Многие из нас, обделенные изобразительным талантом, особенно любили уроки рисования на свободную тему. Да и сам наш преподаватель явно был склонен к тому, чтобы предоставлять ученикам больше свободы для творчества. Объявив о предоставлении нам свободы для художественной фантазии, Самсон Осипович погружался в сладкую дремоту. Разумеется, в нашем классе были и такие, что любили пофантазировать на белой бумаге. Чаще рисовали покинутые родные селения и стойбища, оленей, собак, по памяти воспроизводили родных и знакомых, изображали сцены охоты, оленьей пастьбы…
Такие же, как я, обращались к испытанному и хорошо освоенному ведру. И поныне я могу изобразить его на бумаге почти что с закрытыми глазами, обозначив умело положенными штрихами его выпуклость, тщательно выписать приклепанные ушки с дужкой, вмятины и другие особенности, делающие изображение не просто воспроизведением какого-то абстрактного ведра, а того, конкретного, которое в настоящее время несло свою предназначенную судьбой службу на кухне.
Обычно те, кто изображал ведро, получали пятерки, очевидно, за верность предмету и реализму.
Обеспечив таким образом хорошую отметку, каждый из нас остальную часть урока мог заниматься чем угодно: читать или же готовиться к следующим урокам, где уже фокус с ведром не проходил.
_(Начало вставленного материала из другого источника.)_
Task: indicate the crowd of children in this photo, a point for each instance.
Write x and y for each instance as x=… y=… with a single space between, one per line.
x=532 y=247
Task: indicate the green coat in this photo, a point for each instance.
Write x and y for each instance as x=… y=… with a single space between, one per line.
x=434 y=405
Урок был в самом разгаре. В тишине слышались лишь шелест карандашей по грубоватой шероховатости рисовальной бумаги да сладкое посапывание нашего преподавателя. И вдруг из коридора раздался громкий, пронзительный звонок, непохожий на звон нашего медного колокольчика, явно снятого с шеи какого-то оленя.
Вслед за звонком до нашего слуха донесся полный глубокой значительности голос нашего директора, произнесший слово, которое мы слышали только в кино:
— Алло!
Я никогда не думал, что это простое слово может звучать так многозначительно.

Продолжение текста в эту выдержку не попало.